About To Enter My First Option Period

2 Replies

I am looking at a property this week that I think I will be putting in an offer for. I will be living in this property for a few years and I will eventually rent it out. The house is in the North Texas area above 380. Very minor TLC needs to be done from the looks of it, but I do think that some improvements to the floor plan need to be done initially (I am in a house hacking situation where I need 2 bathrooms, and the house only has 1). Most other improvements can be done over time because I will probably be in this house for 3+ years before renting. This will be my first home purchase, so I want to go in and fully prepared as possible to make this happen. My questions below.

1. There is a comparable house that has sold for $10k less than the asking price of this home, and it was move in ready, slightly bigger, and a garage. How much of a bargaining chip can I use that as for putting in my offer. The house makes sense $5k less than the asking price. Because of the lower offer, I plan to have a very short option period. Anything else I can do to make my offer more attractive while still offering below the asking price?

2. If the offer is not accepted, what is the best way to come in with another offer? (I will only do this below the number that makes sense.)

3. If the offer is accepted and I'm in the option period, I need to find a home inspector and I need a contractor to make a bid. What is the best way to get these done? I've heard that setting up appointments with multiple contractors is smart to account for no shows. Any other strategies? Who else do I need to talk to to make sure I'm able to do the work I need done with the city, what does the contractor know and what should I be responsible for finding on my own.

4. Any other general advice I should know to make sure my offer is attractive, I'm efficient with the option period, or just anything else that will help me make this into a better deal?

The beauty of the option period is that it gives you the unrestricted right to terminate the contract for any reason whatsoever, even if you just change your mind.
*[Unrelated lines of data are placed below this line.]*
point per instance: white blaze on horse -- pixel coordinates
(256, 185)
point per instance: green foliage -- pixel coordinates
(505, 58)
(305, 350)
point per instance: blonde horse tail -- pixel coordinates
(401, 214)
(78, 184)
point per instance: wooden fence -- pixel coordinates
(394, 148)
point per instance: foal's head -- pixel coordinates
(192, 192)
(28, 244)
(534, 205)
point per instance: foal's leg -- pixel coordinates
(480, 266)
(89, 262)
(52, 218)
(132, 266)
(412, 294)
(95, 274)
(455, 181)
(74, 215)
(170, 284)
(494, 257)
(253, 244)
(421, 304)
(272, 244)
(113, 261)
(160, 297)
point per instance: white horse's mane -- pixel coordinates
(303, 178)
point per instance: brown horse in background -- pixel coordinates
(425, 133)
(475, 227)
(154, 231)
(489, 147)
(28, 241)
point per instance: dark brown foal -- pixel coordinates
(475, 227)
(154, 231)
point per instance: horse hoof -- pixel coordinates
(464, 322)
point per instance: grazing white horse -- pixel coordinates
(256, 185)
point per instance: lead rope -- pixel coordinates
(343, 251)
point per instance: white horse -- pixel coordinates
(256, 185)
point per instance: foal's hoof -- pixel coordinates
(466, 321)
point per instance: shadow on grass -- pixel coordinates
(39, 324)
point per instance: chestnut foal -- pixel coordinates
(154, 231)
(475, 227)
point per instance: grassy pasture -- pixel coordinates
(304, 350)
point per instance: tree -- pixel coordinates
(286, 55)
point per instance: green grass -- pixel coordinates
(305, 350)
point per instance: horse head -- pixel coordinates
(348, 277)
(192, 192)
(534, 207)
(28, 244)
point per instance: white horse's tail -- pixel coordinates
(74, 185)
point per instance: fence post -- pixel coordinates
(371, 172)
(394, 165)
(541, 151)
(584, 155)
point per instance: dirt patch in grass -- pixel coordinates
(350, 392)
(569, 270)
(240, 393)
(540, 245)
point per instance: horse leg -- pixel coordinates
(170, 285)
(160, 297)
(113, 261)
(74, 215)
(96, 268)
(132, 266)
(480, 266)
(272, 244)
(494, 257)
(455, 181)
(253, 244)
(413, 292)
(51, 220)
I would not offer a short option period. The typical option period is 10 days, which is short enough.

If there are similar comps in the neighborhood that are in better condition, bigger, etc., you can certainly use that as a bargaining chip to get a lower price. 

Where I think your argument goes off the rails is wanting the seller to subsidize improvements you want to make. The seller doesn't care that you're going to house hack and that you need two bathrooms. And even "needing a little TLC" is subjective.

The bottom line is it all comes down to the demand for the house. If it's been on the market for 150 days with no takers, that's a pretty good sign that's it's overpriced. If it just went on the market, then the seller is probably not in the mood to negotiate.

The #1 rule when dealing with sellers is that they always think their property is worth more than it is. 

It sounds like you're not using a Realtor for this transaction. I would suggest that's a mistake. A good Realtor can help you strategize to get the best price you can based on the condition of the property.

To help clarify I'm not expecting the seller to care are all or even know what my intentions are with the house, I don't want them paying for improvments to get me to buy the house, I want to make them on my own. I just want to get my fair price. I also do have a realtor who's fantastic, but I'm trying to do my due diligence and make sure im ready after seeing the house later this week.